So he got the network wrong and one word in the title, but he was right, and that was educational for me as well, once more. We watched it, with him disappearing to draw amoeba like shapes on a fringed leather cowboy style vest, adding it to his outfit of tie-dyed tee shirt, metal peace sign hanging from a leather shoestring around his neck and anything else he could find to look like the hippies in the photographs and films and artwork we’d seen earlier at the Whitney show, where he was mesmerized by the ‘60s light show films playing in dark cubicles throughout the exhibit.

CRAZY SEXY CANCER turned out to be another documentary to add to the list of favorites. Made by Kris Carr—a young woman, in her early thirties, if that—and professional actress, who found out she has twenty-eight (28!) tumors, in her lungs, her liver, throughout her body, on Valentine’s Day 2003 and started a video diary that turned into a documentary on becoming consumed with cancer and how best to respond to it, including ignoring it completely and getting on with life with so much determination and beautiful vitality I couldn’t help falling in love with her.

She ends up focusing not just on her own case, but on the cases of several other women as well, including a young mother and her sister, and an older playwright. Their courage, honesty, and all the other clichéd but nevertheless true attributes that many people display under similar circumstances, is not only poignant and heartening, but also devastating.

It’s difficult enough to deal with one’s own mortality, but watching such lovely women deal with it so seemingly prematurely is tough. Especially Kris Carr, who is so adorable, while still venting her anger and disappointment and sadness and fear and vulnerability and depression and tenacity and determination to not let it stop her life from moving forward, despite the “incurability” of her particular cancer.

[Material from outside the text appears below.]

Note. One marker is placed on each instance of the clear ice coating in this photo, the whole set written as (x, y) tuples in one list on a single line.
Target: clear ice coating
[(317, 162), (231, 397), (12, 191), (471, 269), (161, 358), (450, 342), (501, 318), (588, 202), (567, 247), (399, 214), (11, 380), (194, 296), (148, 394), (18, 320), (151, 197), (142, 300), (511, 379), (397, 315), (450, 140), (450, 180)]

It’s a compelling story, and not just because I’m a “survivor.” More importantly because it’s told so truthfully and in the unique voice and perspective of this lovely but real young woman who was able to seize the opportunity to make a statement about her predicament, and that of others in similar predicaments, and do it with artistry and originality.

It’s more proof, if we needed it, that once again Jack Kerouac was prescient, and not just about the literary world, when he wrote::

“I would like everybody in the world to tell his full life confession and tell it HIS OWN WAY and then we’d have something to read in our old age, instead of the hesitations and cavilings of ‘men of letters’ with blear faces who only alter words that the Angel brought them…”

CUSTOM CAR CRAZY

Last Saturday, my oldest son drove down from Massachusetts for a custom car and hotrod show. He picked me up at Penn Station to drive to the Williamsburg section of Brooklyn, where the rods and customs were on display under the BQE (the Brooklyn Queens Expressway), which provided much needed shade on one of the most humid and hottest days of the summer.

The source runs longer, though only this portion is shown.